Introduction from Dana Neacsu

Welcome Message from Dana Neacsu,
Director of DCLI & ACLL (Continued)

. ..Continued from homepage:

This age might bring to mind Dickens' words from a "Tale of Two Cities":

It was the best of times, it was the worst of times, it was the age of wisdom, it was the age of foolishness, it was the epoch of belief, it was the epoch of incredulity, it was the season of light, it was the season of darkness, it was the spring of hope, it was the winter of despair.

And indeed, COVID-19 has brought all these to the forefront, but, it has also brought up the best in all of us.

Here at DCLI, we are committed to support your scholarly and emotional well-being, by helping you navigate your courses, assignments and, my colleague Chuck and I, by teaching you. Our team - Amy, Chuck, Rick, myself, and a handful of hand-picked law school student-assistants -- pride ourselves in being able to offer in-person services at the Information Desk (right ahead as you come in the library). We also offer on-line research tips -- my research blog, https://duqlawblogs.org/legalresearch101/, will also host pre-recorded research videos.

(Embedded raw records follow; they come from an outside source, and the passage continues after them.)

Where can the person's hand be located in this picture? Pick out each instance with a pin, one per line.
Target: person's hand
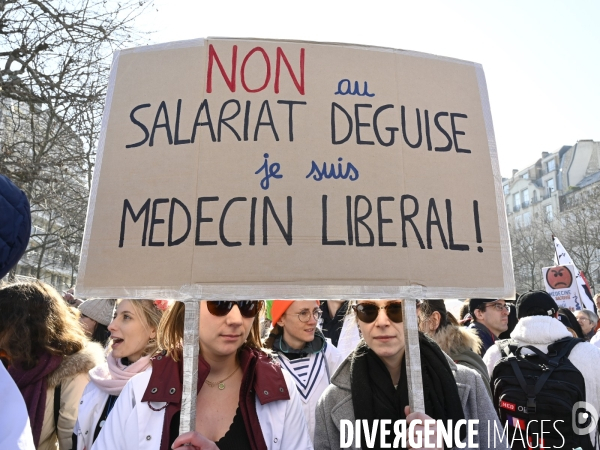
(421, 428)
(192, 440)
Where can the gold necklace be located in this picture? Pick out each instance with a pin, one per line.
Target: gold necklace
(221, 383)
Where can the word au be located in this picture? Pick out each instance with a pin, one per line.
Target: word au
(398, 435)
(344, 88)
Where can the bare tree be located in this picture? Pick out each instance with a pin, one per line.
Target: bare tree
(55, 58)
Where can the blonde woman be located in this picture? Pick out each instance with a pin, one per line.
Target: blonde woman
(49, 357)
(133, 342)
(244, 399)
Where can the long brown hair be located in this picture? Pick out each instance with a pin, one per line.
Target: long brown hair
(34, 316)
(170, 331)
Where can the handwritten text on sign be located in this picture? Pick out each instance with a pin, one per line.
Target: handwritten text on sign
(307, 151)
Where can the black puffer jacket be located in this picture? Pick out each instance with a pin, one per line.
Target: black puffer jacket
(15, 224)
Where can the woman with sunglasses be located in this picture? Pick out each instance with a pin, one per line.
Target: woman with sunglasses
(244, 400)
(372, 384)
(303, 350)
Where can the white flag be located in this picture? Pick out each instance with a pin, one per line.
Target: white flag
(561, 258)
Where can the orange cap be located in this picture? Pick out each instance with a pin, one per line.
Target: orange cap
(279, 307)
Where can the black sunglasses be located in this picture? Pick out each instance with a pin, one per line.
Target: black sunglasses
(368, 312)
(248, 308)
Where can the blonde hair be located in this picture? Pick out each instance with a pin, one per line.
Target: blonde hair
(151, 317)
(170, 331)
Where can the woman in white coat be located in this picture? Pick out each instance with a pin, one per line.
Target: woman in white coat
(244, 400)
(303, 350)
(133, 341)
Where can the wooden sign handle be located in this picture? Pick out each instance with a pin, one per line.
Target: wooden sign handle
(191, 349)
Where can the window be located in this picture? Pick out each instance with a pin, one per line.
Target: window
(549, 212)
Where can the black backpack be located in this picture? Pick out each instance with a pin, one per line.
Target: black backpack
(529, 389)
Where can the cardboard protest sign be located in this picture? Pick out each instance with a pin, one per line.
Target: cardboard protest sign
(275, 169)
(561, 284)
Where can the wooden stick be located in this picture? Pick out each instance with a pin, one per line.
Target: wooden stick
(191, 349)
(414, 375)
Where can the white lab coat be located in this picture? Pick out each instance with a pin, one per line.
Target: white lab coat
(133, 425)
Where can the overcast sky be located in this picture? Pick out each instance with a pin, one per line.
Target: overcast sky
(541, 58)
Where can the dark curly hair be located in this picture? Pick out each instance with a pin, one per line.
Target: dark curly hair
(34, 318)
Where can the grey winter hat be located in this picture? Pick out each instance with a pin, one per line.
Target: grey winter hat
(99, 309)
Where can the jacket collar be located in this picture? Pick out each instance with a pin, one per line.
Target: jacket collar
(341, 378)
(539, 330)
(165, 383)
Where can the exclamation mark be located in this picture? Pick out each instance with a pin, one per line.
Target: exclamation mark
(477, 230)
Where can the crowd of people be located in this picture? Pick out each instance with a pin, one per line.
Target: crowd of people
(107, 373)
(284, 374)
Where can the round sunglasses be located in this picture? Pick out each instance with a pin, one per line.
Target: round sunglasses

A true center of knowledge, DCLI will offer a year-long Book Club (more information on its blog, https://duqlawblogs.org/duqlawbookclub/

Finally, DCLI wants to become a space where your Duquesne memories are created. Thus, we would like to start a contest for the most informative and fun to watch stack-featuring video, promoting a library resource (or service) you have used or will use. Contact us, at dcli@duq.edu with your ideas.

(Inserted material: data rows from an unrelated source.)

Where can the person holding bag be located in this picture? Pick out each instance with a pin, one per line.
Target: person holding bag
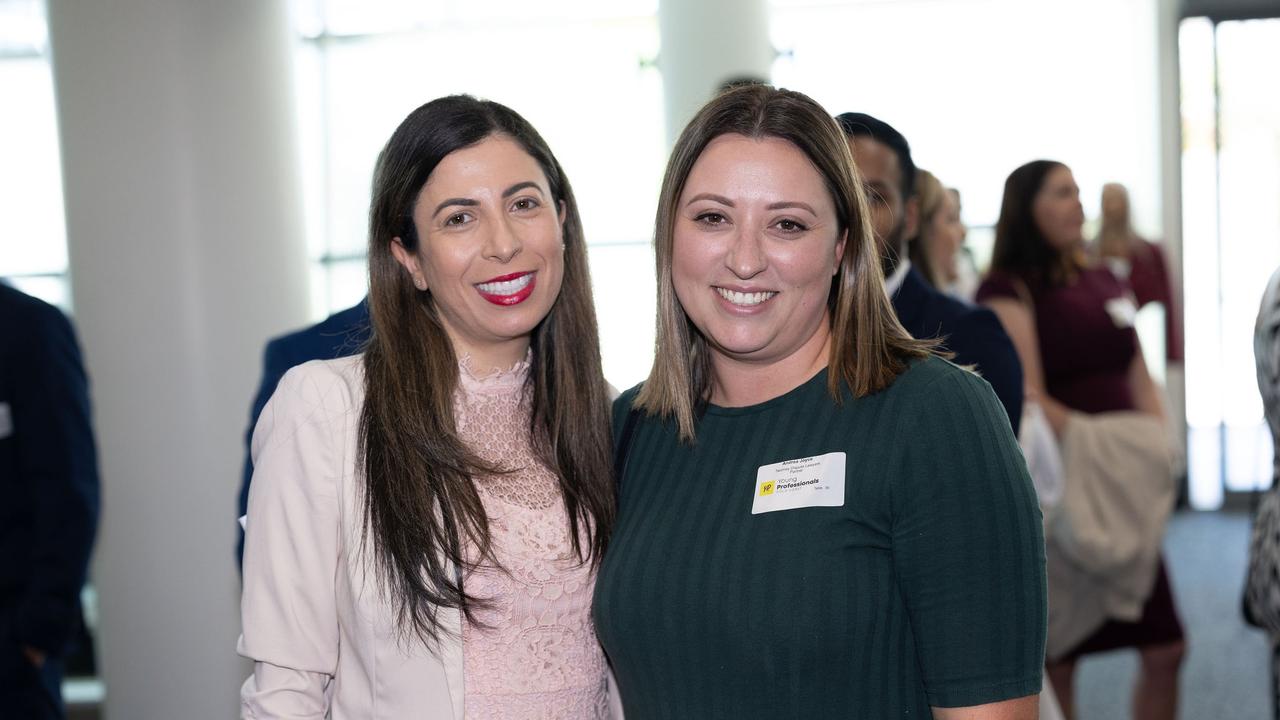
(1073, 328)
(818, 516)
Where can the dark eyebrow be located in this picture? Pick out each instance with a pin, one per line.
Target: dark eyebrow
(712, 196)
(520, 186)
(464, 201)
(786, 204)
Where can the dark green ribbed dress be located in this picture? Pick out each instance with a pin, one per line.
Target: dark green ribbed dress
(924, 588)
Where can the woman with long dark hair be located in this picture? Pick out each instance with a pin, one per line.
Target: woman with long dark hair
(1073, 327)
(818, 518)
(425, 519)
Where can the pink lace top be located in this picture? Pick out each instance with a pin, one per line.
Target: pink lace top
(533, 654)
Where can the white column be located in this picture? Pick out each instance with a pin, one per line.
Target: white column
(705, 42)
(186, 250)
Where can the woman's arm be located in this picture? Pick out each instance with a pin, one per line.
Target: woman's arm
(1019, 709)
(1146, 395)
(1020, 326)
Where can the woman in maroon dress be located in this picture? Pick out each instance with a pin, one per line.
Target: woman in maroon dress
(1073, 328)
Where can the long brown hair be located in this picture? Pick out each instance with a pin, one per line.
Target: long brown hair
(421, 506)
(929, 191)
(1116, 236)
(868, 347)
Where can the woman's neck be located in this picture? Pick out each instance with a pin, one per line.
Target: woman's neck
(737, 383)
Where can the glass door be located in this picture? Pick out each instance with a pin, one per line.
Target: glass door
(1230, 110)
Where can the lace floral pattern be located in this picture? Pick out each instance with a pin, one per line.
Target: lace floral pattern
(533, 652)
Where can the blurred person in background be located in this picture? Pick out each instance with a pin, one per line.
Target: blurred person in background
(1073, 326)
(341, 335)
(49, 501)
(973, 333)
(936, 247)
(425, 519)
(1139, 263)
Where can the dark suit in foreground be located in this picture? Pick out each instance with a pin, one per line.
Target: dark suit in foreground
(49, 500)
(337, 336)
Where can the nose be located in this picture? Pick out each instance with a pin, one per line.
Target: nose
(503, 244)
(746, 256)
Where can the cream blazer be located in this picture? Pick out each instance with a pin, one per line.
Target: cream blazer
(1104, 538)
(319, 632)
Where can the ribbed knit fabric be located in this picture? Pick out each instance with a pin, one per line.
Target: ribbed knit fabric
(926, 588)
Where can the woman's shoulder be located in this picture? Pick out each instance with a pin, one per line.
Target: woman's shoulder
(997, 285)
(927, 372)
(938, 386)
(328, 387)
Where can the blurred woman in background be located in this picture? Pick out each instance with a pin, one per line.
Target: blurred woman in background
(818, 518)
(1073, 327)
(1138, 261)
(425, 518)
(936, 249)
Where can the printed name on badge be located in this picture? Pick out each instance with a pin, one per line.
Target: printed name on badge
(804, 482)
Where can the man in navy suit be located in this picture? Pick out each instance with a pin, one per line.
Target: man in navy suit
(337, 336)
(49, 501)
(973, 333)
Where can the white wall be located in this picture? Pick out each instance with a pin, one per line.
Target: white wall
(186, 253)
(704, 44)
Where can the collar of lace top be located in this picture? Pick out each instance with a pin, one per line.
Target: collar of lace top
(493, 379)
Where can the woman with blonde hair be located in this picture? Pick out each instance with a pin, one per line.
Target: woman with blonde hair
(425, 518)
(936, 247)
(818, 518)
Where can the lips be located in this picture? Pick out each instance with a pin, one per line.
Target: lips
(740, 299)
(507, 290)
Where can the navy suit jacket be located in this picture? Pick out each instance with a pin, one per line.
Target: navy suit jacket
(337, 336)
(973, 333)
(49, 486)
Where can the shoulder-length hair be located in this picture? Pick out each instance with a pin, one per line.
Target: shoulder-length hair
(1022, 250)
(869, 347)
(421, 506)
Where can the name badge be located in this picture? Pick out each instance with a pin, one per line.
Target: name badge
(805, 482)
(1123, 311)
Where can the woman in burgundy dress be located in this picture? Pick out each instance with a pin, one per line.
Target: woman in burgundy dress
(1073, 328)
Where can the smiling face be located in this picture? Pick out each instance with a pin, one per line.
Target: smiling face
(1057, 212)
(755, 244)
(489, 250)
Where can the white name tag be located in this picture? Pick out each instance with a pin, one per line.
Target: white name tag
(1123, 311)
(805, 482)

We look forward with great anticipation to seeing you this fall. We ask you to wear a mask while in the library and follow the Law School protocol. But also remember, the pandemic has also offered us a silver lining: shared values of collaboration, commitment, and resilience. I am sure that working together we can build a better tomorrow here at DCLI. For all your questions, inquiries, suggestions, please email at dcli@duq.edu

~Dana

Director's Notes:

1. The Caselaw Access Project (CAP) - requires creation of a (free) personal account

https://case.law/user/login/

CAP includes all official, book-published United States case law - every volume designated as an official report of decisions by a court within the United States.Our scope includes all state courts, federal courts, and territorial courts for American Samoa, Dakota Territory, Guam, Native American Courts, Navajo Nation, and the Northern Mariana Islands. Our earliest case is from 1658, and our most recent cases are from 2018.

Each volume has been converted into structured, case-level data broken out by majority and dissenting opinion, with human-checked metadata for party names, docket number, citation, and date.We also offer PDFs with selectable OCR text for each case.

Each volume has been converted into structured, case-level data broken out by majority and dissenting opinion, with human-checked metadata for party names, docket number, citation, and date.

 • These are PDFs with selectable OCR text for each case.

2. World History Encyclopedia

https://www.worldhistory.org/

World History Encyclopedia is a free resources produced by scholars and students, meant to encourage interedisciplinary, historical teaching and learning. It contains text, video clips, and audio files, such as the one about the history of democracy:

https://www.bbc.co.uk/programmes/p00547jm

3. BNA - Law Week Reports

https://law-duq.libguides.com/bloomberg-law

Check your BLAW account for BNA Law Week information. Here are some highlights:

Texas Senate Bill 8, which bans abortions after six weeks and deputizes citizens to sue people who perform or aid in the procedure, allowing them to collect at least $10,000 and legal fees if they succeed in court, has been allowed to stand by the U.S. Supreme Court.

In response, the House Judiciary Committee Chairman, Jerrold Nadler (Dem-NY) said the US Justice Department should consider criminally prosecuting citizens who act under the law.

"Because the department cannot permit the second-largest state in the nation to deprive women of their constitutional rights by outsourcing the enforcement of SB 8 to private individuals."

The Texas law takes effect amid major shifts in American abortion care: Rather than a procedure, patients are increasingly choosing mifepristone and misoprostol, approved by the U.S. Food and Drug Administration for up to 10 weeks into a pregnancy.

But despite the fact that a handful of services have cropped up to offer tele-abortions, including Hey Jane and Abortion on Demand, which works in 20 states, they can't work in Texas or states with similar laws:

19 ban telemedicine abortions, and Texas lawmakers have gone one step further and explicitly prohibited providers from mailing pills. The latter bill, passed by the legislature earlier this week, is on the desk of Governor Greg Abbott.